With Bob's skull and paint job complete, he is really starting to come alive!


----------



## RoxyBlue

Aww, he's so pretty:jol:

You guys never cease to impress me.


----------



## bobzilla

Nice work putting him back together, Steve! I can only imagine all the hours that went into him for you!
So, the five pounds I added to the skull is no problem, right? 
I'm guessing some sort of ginormous servo will have to be added?
Good Lord! Look at the melon on him! :googly:


----------



## Lightman

Terrific! Reminds me of Wild Wild West (movie). Very cool!


----------



## halstaff

He's almost ready for his big magazine photo shoot. Biggest project left is to extend the servo cables. Just 84 solder joints to go!


----------



## Lightman

Fantastic job! Really is coming together. You have captured the true essence of steam punk!


----------



## halstaff

We did the photo shoot for the Servo Magazine column article on Friday. More photos coming soon.


----------



## Pumpkin5

:jol:His eyes are really cool Steve. It gives him so much personality.

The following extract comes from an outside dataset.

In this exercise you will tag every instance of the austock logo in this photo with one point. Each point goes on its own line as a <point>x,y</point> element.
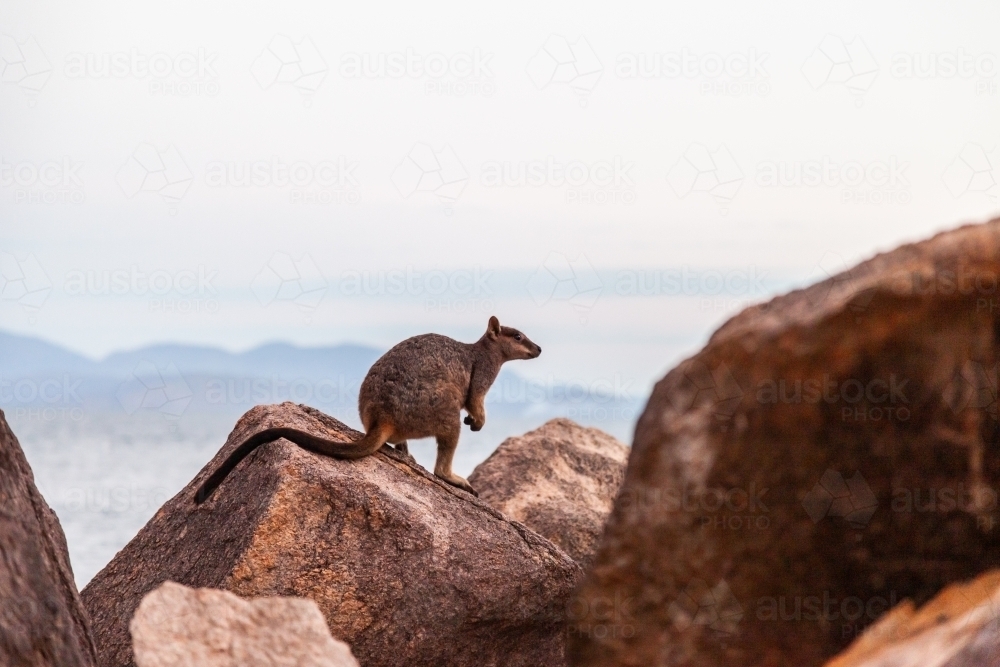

I think your steampunk robot is going to be the standard for all others... Just AWESOME!


----------



## Sawtooth Jack

Nice work and congrats on making the cover!


----------



## halstaff

Sawtooth Jack said:


> Nice work and congrats on making the cover!


Thank you!
No guarantee it will make the cover. We did the photo shoot so we can present the best photos possible. If he doesn't make the cover, the article will include some extra special shots!


----------



## dirtTroll

bobzilla said:


> Video:


How were the eyes done??? This is soooo wicked cool!


----------



## RoxyBlue

I see Jarvis was featured on the cover of Servo magazine:

http://www.servomagazine.com/


----------



## bobzilla

Hey, I know that Jarvis guy! 
Congrats, Steve!



RoxyBlue said:


> I see Jarvis was featured on the cover of Servo magazine:
> 
> http://www.servomagazine.com/


----------



## bobzilla

Here are the photo's of Jarvis completed.
Steve did an awesome job on Jarvis' body, and everything that went into making him come alive. Brian took some really great photos of the finished prop. 
Kudos for making the cover of Servo Magazine, Steve!
https://www.dropbox.com/sh/he76p7g2ksx0i0r/AAB-LkNBv8h_1iwiIf4ZIsfea?dl=0


----------



## RoxyBlue

He's so pretty he could be the poster boy for Erector Set!:jol:


----------



## Daphne

OH
MY
GOSH!

This is unbelievably cool! Have mercy!!


----------



## halstaff

JARVIS has finally been completed and is ready to hit the convention scene!


----------



## Hairazor

Jarvis is one hot dude


----------



## RoxyBlue

You’ve got impressive animatronics skills!


----------



## Pumpkin5

:jol:Wow! Jarvis turned out so great. I love the addition of the fourth wheel on the movement track, it looks to be a great improvement in his mobility. Nice job all the way around, I bet he will be a big hit at your next convention!


----------



## bobzilla

So cool, Steve!
He's one of my favorite projects we worked on together


----------